Batu kenongs, also known as kenong stones, are a type of megalith found in Indonesia. They became prevalent sometime between the Neolithic period and early Iron Age as megalithic culture spread to Indonesia. Archeological research on the stones began in the late 19th century and continues to the present day. There is much uncertainty in how they came to Indonesia, but they are believed to have been used to support buildings.

==Definition==
Betu kenongs are upright cylindrical or rounded stones and receive their name from their physical resemblance to the kenong, a gamelan music instrument. They are described as "cylindrical stones with a knob on top", and classified into three separate categories: those with a single cylindrical knob, those with two cylindrical knobs, and those with rounded knobs.

Excavations have revealed betu kenongs in patterns of rectangles and circles, which has led archeologists to believe they were used for foundations of structures. Along with their organization, the archeological excavation done by Willems in 1938 has continued to support this theory. The excavation found two different purposes for Kenong stones, each used in conjunction to create a foundation. Kenong stones surrounding structures were used to support bamboo stilts in which a bamboo pole would be placed onto the knobs of the stone. Conversely, stones in the center of the construction were used to carry the majority of the house's weight. The stones in the center were supported by a large stone tab; the weight was transferred to it from the kenong stones, creating a steady foundation. This, along with the arrangement of stones in a circular or rectangular pattern, helps to solidify their use as building implements.

==History==
Megaliths can be seen all over Indonesia, spreading from the East to the West. However, even with such a large distribution historians have yet to be able to exactly pinpoint a time and reason for the introduction of megaliths into the region. Theories suggest the culture started in Asia, Ancient Egypt, or along the Mediterranean. Overall, most attribute the appearance of megaliths to cultural diffusion sometime between the Neolithic and early Iron Ages.

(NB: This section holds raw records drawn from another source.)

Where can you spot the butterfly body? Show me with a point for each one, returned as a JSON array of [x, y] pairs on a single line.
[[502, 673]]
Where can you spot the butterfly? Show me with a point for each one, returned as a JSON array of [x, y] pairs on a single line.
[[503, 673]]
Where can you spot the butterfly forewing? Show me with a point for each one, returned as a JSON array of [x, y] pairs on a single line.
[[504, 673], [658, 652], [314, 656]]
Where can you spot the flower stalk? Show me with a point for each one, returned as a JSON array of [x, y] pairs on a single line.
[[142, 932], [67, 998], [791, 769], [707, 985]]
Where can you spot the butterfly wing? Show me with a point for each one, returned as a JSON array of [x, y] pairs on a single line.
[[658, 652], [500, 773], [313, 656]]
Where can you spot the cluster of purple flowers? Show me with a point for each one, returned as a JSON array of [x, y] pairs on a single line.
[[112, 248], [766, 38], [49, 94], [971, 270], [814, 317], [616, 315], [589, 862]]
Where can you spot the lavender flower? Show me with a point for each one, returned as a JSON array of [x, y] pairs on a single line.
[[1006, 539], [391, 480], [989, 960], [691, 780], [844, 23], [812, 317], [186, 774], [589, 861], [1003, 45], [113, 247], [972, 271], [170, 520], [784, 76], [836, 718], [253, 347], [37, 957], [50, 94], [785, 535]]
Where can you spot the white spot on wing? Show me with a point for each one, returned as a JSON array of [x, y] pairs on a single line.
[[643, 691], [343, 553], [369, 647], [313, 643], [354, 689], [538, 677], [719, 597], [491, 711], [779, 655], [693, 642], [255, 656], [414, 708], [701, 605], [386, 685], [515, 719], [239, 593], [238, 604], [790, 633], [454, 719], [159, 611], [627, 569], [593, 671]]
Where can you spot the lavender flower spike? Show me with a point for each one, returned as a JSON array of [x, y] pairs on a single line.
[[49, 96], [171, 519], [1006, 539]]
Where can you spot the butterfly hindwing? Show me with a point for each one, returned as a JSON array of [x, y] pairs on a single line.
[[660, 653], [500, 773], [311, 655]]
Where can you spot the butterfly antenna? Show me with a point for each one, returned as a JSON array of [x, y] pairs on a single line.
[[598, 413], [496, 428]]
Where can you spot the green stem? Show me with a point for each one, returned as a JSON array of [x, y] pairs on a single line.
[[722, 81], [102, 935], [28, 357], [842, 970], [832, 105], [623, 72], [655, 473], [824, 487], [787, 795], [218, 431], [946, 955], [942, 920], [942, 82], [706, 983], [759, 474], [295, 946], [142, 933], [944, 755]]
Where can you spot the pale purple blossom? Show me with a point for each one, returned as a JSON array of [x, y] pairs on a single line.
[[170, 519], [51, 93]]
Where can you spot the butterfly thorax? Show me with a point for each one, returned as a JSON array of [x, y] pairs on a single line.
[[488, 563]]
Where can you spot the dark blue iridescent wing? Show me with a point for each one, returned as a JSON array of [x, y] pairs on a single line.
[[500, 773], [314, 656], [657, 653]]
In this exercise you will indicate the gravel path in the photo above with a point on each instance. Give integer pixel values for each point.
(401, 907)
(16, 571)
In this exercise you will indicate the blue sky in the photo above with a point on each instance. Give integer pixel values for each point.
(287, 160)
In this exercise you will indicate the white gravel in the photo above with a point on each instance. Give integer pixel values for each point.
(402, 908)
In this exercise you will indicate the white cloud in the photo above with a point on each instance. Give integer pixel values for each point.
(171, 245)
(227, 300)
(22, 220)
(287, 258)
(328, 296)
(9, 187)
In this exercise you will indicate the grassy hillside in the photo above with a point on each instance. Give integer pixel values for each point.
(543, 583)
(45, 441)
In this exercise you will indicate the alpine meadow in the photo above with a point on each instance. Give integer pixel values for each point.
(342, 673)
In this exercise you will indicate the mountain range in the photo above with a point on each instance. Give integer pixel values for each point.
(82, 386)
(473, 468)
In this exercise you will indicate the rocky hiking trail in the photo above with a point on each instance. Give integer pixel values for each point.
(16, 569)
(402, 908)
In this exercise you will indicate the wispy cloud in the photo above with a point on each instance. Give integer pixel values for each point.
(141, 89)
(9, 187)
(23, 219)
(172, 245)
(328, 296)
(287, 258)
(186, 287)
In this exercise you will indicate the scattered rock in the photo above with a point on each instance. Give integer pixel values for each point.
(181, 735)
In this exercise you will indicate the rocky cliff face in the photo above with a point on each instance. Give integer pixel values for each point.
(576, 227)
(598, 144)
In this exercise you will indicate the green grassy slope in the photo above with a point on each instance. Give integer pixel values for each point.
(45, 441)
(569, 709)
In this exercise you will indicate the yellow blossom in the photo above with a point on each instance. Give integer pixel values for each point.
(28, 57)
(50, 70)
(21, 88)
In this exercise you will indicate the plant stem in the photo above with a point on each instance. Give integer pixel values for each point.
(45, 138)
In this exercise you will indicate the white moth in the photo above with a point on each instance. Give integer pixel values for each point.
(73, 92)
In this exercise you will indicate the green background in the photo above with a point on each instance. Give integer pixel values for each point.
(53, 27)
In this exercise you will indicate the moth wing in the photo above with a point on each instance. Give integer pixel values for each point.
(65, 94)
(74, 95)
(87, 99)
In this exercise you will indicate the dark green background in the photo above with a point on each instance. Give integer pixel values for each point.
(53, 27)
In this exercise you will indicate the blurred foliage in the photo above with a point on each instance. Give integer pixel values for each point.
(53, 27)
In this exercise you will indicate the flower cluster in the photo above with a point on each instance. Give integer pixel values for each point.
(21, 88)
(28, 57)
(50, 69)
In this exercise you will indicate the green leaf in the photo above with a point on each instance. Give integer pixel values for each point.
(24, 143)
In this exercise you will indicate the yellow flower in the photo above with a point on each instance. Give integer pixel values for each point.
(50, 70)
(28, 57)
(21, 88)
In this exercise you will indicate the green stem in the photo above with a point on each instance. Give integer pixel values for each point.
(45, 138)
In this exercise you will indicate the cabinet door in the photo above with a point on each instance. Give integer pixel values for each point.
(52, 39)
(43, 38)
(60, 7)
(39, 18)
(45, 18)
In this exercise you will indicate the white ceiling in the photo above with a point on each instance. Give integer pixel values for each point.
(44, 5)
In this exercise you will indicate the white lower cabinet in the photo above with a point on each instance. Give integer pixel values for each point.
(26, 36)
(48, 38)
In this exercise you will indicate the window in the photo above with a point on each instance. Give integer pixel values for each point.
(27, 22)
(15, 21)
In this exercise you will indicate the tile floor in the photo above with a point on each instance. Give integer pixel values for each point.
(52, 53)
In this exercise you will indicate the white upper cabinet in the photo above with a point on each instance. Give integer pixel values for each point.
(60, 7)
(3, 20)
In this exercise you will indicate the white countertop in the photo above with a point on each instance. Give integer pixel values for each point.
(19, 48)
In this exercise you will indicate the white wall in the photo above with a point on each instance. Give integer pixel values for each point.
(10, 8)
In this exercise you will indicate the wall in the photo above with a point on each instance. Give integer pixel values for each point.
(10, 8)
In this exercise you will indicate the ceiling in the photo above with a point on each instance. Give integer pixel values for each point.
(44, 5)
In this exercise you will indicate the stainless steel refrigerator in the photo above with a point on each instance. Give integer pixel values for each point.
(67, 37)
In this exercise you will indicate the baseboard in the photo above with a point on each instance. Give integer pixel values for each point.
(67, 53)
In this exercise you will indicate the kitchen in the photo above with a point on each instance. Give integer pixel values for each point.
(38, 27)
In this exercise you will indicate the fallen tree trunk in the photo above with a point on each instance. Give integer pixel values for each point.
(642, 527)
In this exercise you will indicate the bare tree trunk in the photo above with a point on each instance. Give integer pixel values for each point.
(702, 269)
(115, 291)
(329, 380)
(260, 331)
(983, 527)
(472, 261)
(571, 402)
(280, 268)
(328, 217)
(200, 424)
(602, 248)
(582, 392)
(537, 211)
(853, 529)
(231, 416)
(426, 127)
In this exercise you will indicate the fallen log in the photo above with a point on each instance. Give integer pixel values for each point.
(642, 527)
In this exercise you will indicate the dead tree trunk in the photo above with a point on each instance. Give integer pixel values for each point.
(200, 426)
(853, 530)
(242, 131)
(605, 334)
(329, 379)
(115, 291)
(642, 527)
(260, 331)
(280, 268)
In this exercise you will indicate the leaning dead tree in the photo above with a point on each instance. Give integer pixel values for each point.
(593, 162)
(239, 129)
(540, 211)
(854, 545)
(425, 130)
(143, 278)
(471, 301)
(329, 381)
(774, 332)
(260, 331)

Bondowoso, located in the Java region, has attracted much archeological attention for its large number of megaliths. 1898 marked the first documentation of the artifacts in the area and led to the Kenong stone, along with three other megaliths, first being classified for its distinct characteristics. More excavation and research into the early 1940s generated interest in megaliths in Indonesia, leading to a new wave of investigation by the National Research Centre of Archeology after World War 2. This new research discovered 47 megalithic sites in Bondowoso, 13 of them containing Batu kenongs.